After witnessing some astonishing levels of racism around First Nations people in Australia back in 2016 from someone who should know better, events like this seem more important than the usual insipid and self congratulatory guff. 

*A Morecambe Hauntology #1
I was part of a small group that explored maps of places special to us. I took it seriously, and in the limited time we had - went deep. Too deep perhaps. The scratchy little map I prepared by the end of the session was peppered with spectres from my childhood. I didn’t share with the group - well not in any depth - but left an out-of-scale map with Louise including the West End Pier, Stone Jetty zoo, two paddling/boating pools and some clues to some sticky jigsaw pieces. I suppose because I had written dis/ordered for the Big Anxiety last year, I’d already dipped my feet back into the muddy waters of Morecambe Bay, but Louise’s session left me wanting more.

So spending the bank holiday weekend alone, I took myself on two walks: one - from the front door of my childhood home, along the promenade of Morecambe to its centre, then back along the labyrinthine alleyways and side streets of the West End and walk two: - to the top of Clougha Pike and a rural landscape devoid of humans, my company for this second journey mainly curlews, disconcerted and warning me away from their grounds. So two very different, but emotionally connected walks. So taken was I, by the methodology of the session, that Louise Ann led that I’m going to write up the walk in full - both walks - connected. (not here you'll be relieved to know)

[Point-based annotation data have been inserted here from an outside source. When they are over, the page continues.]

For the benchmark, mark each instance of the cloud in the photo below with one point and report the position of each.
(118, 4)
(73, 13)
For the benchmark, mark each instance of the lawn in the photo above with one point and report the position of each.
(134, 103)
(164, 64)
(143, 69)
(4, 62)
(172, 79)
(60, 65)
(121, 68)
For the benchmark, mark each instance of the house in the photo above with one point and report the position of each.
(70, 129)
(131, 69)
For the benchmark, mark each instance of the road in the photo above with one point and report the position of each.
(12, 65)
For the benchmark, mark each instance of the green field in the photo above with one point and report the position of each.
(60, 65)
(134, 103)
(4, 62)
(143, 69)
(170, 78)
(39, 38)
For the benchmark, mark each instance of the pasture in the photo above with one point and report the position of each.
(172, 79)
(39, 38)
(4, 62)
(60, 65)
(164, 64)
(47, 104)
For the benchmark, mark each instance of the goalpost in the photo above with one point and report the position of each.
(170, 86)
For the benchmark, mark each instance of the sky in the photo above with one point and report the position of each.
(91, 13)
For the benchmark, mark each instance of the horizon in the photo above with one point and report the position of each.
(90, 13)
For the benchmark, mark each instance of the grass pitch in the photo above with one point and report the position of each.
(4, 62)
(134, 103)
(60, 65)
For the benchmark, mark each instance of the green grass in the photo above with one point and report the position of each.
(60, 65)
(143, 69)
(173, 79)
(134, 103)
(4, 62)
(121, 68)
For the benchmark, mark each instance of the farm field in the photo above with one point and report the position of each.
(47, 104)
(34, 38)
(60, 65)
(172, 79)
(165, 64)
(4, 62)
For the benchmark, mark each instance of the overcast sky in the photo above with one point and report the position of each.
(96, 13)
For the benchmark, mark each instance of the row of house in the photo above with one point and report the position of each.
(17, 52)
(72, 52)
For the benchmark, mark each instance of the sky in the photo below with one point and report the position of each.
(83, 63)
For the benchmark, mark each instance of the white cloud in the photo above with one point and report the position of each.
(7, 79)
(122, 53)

She’d introduced her work as therapeutic walking, and for my part I certainly delved deeply - but there’s something teetering on experiment for me here. Perhaps psycho-geography, though who am I to attach such a label. 

No, for me there was some kind of haunting - the death of people and the death of places. When people talk about the treacherous sands of Morecambe Bay, quite naturally minds go straight to the exploited Chinese cockle-pickers who died en-masse in 2004. Twenty four people. Horrible. But such a terrible thing blinds us to the small scale tragedies of the suicides and drownings that have happened in these waters over the last century. My mind goes back to three lads my age, school friends of sorts, who drown together in 1981: that, and the decline and change of all the things I knew and did - the shops - the cinemas and the lives, all mixed up - a daytime haunting. A Black Bear shot dead.

I stood on Sandylands prom and looked down at the outline of the saltwater paddling pool. Sand had encroached it, leaving just the faint outline of the place where every year, we competed to catch the biggest red-eaters in the deepest corner. I stood on West-end prom and looked down at the outline of the saltwater boating pool. No faint outline. No trace of those boats. Sandgrownuns and just a little despair.